A Metaevaluation of Lessons Learned Repositories: Evaluative Knowledge Management Practices in Project Management

Date of Award


Degree Name

Doctor of Philosophy



First Advisor

Dr. Larry Buzas

Second Advisor

Dr. Michael Scriven

Third Advisor

Dr. Liliana Rodriguez


In essence, metaevaluation is evaluating an evaluation. Formally developed in 1969 by Dr. Michael Scriven, metaevaluation not only identifies strengths and weaknesses, but also by provides a second-level, systematic and comprehensive assessment.
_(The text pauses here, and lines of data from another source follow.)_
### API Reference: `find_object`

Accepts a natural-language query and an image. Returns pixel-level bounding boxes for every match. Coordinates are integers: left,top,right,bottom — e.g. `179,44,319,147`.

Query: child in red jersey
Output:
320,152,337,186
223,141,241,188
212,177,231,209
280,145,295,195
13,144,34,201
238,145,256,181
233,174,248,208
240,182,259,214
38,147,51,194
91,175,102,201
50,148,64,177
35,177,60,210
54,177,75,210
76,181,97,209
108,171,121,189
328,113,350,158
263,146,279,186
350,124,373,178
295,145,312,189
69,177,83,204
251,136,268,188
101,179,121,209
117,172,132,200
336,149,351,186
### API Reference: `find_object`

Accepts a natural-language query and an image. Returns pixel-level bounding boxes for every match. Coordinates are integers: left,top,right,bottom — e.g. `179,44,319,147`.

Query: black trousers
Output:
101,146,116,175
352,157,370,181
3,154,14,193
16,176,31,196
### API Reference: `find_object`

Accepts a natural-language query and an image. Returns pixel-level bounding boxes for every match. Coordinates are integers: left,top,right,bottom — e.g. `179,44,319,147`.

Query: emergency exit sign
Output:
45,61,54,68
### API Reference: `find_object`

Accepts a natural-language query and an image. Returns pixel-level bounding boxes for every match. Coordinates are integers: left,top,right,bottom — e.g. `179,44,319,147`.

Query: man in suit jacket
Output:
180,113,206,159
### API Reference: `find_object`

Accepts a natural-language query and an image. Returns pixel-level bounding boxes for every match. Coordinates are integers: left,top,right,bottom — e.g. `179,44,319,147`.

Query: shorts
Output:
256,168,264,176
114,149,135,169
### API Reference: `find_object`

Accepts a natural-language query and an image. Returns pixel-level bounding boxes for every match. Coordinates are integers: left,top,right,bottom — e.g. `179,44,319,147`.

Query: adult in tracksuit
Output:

Metaevaluators seek to critically assess the strengths and weaknesses of an evaluation using testable theoretical propositions, valid and reliable measurement instruments, rigorous empirical methodologies for data collection and analysis, and tools and techniques. Because metaevaluation is inter-, intra- and trans-disciplinary, it has been and will continue to be used frequently.

This dissertation uses metaevaluation as a method for assessing how organizations evaluate the use of computerized lessons learned repositories within the context of evaluative knowledge management practices and within the framework of project management. A lessons learned is evaluative knowledge because it involves the determination of merit, worth and significance. Lessons learned repositories are physical or virtual locations where information is stored and includes the required computer hardware and software. Lessons learned systems are evaluation systems that include the lessons learned repositories, lessons learned information (considered to be knowledge or data) and the human and material-supporting infrastructure that are responsible for management and administration.

This dissertation explores: (1) Design: how information in the lessons learned repository is stored, i.e., logically organized directory structures using descriptive file naming conventions. (2) Usage: the use of information stored in the repository, i.e., in a formative context for program improvement and/or summative context for results. (3) Evaluative knowledge management: the policies, practices and procedures an organization uses to assess, build, capture, disseminate, examine, find, grow, hold, integrate, journal, keep, leverage, manage, name, organize, present, query, review, streamline, test, use, value, write, x-ray, yearn and zero-out information. Evaluative knowledge is the result of knowledge from an evaluation that allows for exploring evaluative considerations. (4) Project management: as a discipline (a branch of knowledge areas requiring learning); a responsibility (a role or function); a process (initiating, planning, executing, monitoring/controlling and closing); and a competency (a skill or ability).